England’s oldest academic institutions are going head to head to see who can donate the most food to local food banks before the end of this term. Because We Can, a charity founded by Lady Margaret Hall alumnus Josh Tulloch, is running the competitive food drive and collecting donations made by students to stations within their colleges. Colleges are also competing to see who can make the most donations, with 22 currently participating across Oxford and Cambridge. As of November 22nd , Cambridge is well in the lead with over 2 times the amount of donations coming from Oxford. Food banks will already be receiving over 1200 items from the universities, with 8 days still to go.
Adrian Sjøvold, charities officer at Harris Manchester College, says that Because We Can “wanted to organise a friendly competition between Oxford and Cambridge to encourage students to give back to their host communities.” Exploiting the centuries old rivalry between Oxford and its break-away younger sister Cambridge was a smart move. If there’s one thing that motivates Oxonians, it’s shoeing the filthy tabs! But unfortunately, we’re making a bit of a disgrace of ourselves on the leader board. At time of writing Cambridge’s Claire college has singlehandedly donated more items than all 9 participating Oxford colleges combined! But Adrian still has faith in the community spirit of his fellow students, saying “we are still in the early stages and anything can happen before December 2nd.”
Exploiting the centuries old rivalry between Oxford and its break-away younger sister Cambridge was a smart move. If there’s one thing that motivates Oxonians, it’s shoeing the filthy tabs!
The competition is promoting the principle of ‘Buy One Give One Free”. Adrian explains, “BOGOF is a shopping habit: whenever you are in a grocery store to buy something for yourself, you purchase a few extra food items for the less privileged.” This incorporates charity into people’s daily routines and hopefully might encourage a habit in some participants. Outside of specific drives like this, most supermarkets have a place to leave items for donation. If students adopt this principle of buying a few extra items during their weekly shop, they can continue to make contributions to their local food banks without having to go too far out of the way.

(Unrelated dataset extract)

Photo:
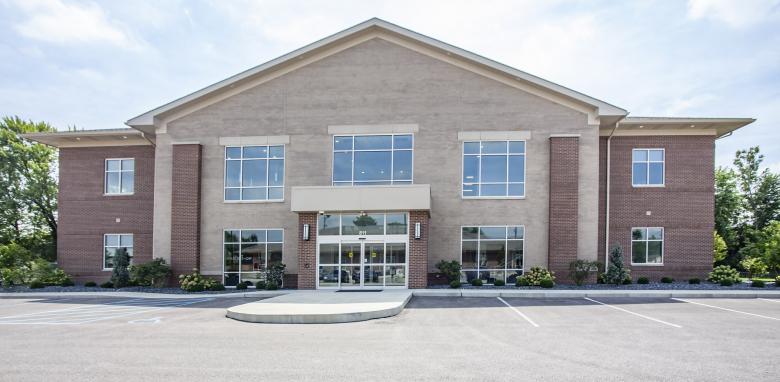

Food banks had already faced a shortage of supply during the first COVID-19 lockdown, and some fear that the reimplementation of restrictions will deplete their reserves again. On the 23rd of March, the first day of lockdown in the UK, the Oxford Mail reported that Oxford Food Bank was already calling for donations after having its rate of donations fall by half in the week leading up to national closures. Adrian also recognises the exacerbating effect the pandemic is having on food shortages. “The pandemic is pushing more and more families into food poverty, and the Conservative government has done little to alleviate the desperation of those hit hardest by the crisis. BOGOF is a way for students to reduce the social disruption caused by COVID-19, by ensuring that people’s basic needs are met.”
The goal of the drive is to achieve 10,000 donated items by the 2nd of December. Things are looking hopeful, with 1200 items already being donated within the first 4 days. But if the goal is to be reached Oxford needs to step up its game and start bumping up its numbers. Currently, Keble is in the lead in Oxford with 94 donations, but Wadham is close behind with 75. Food stations have been set up to accept donations inside participating colleges. Alternatively, if you are not an Oxford student or your college is not participating, Adrian will accept donations left outside the main door of Harris Manchester College (“remember to not block the entrance!”).